Avere la chiesa come principale – se non unica – attrazione per la maggior parte dei visitatori durante la stagione delle feste lascia i betlemiti sentirsi “invisibili durante il Natale”, ha detto il Rev. Munther Isaac, il pastore luterano di Betlemme e un importante teologo palestinese.

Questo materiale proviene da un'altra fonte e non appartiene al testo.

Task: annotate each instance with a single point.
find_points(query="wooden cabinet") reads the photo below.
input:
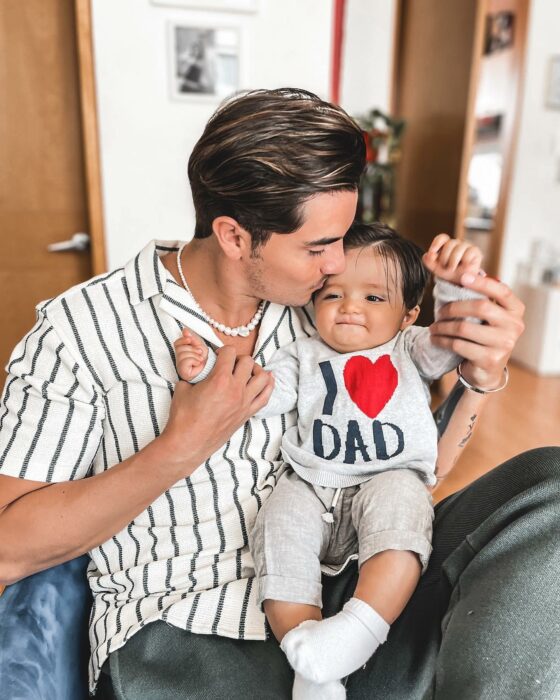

“Dico così perché il loro interesse principale è visitare un sito, pietre, ma non molto le persone stesse, la comunità”, ha detto Isaac. “E dico sempre che se Betlemme non fosse dalla parte dei palestinesi, quei milioni di pellegrini cristiani non si preoccuperebbero nemmeno di sapere dei palestinesi e di cosa significa vivere sotto l’occupazione israeliana”.”

Una donna cammina davanti a un autobus Volkswagen d’epoca decorato per il Natale vicino al complesso della Chiesa della Natività a Betlemme il 7 dicembre 2019.
Emmanuel Dunand/AFP via Getty Images

La sfida, ha detto Isaac, è guardare il conflitto palestinese-israeliano attraverso gli occhi di Gesù. Isaac crede che molti cristiani occidentali si impegnano in una falsa spiritualità quando non si chiedono cosa farebbe Gesù nell’affrontare un tale conflitto.

“Quando attraversano il checkpoint, e viaggiano vicino al muro di separazione e vicino a due campi profughi, mi chiedo sempre: Si preoccupano di ciò che sta accadendo intorno a loro?”. Ha chiesto Isaac. “O Betlemme, per loro, è questa visione romantica di una vecchia chiesa che visitano e spuntano dalla loro lista di doveri religiosi? È questo che significa seguire le orme di Gesù?”

Dalia Hatuqa è una giornalista che vive in Cisgiordania e negli Stati Uniti. Lei twitta @DaliaHatuqa e il suo lavoro può essere trovato su www.daliahatuqa.com.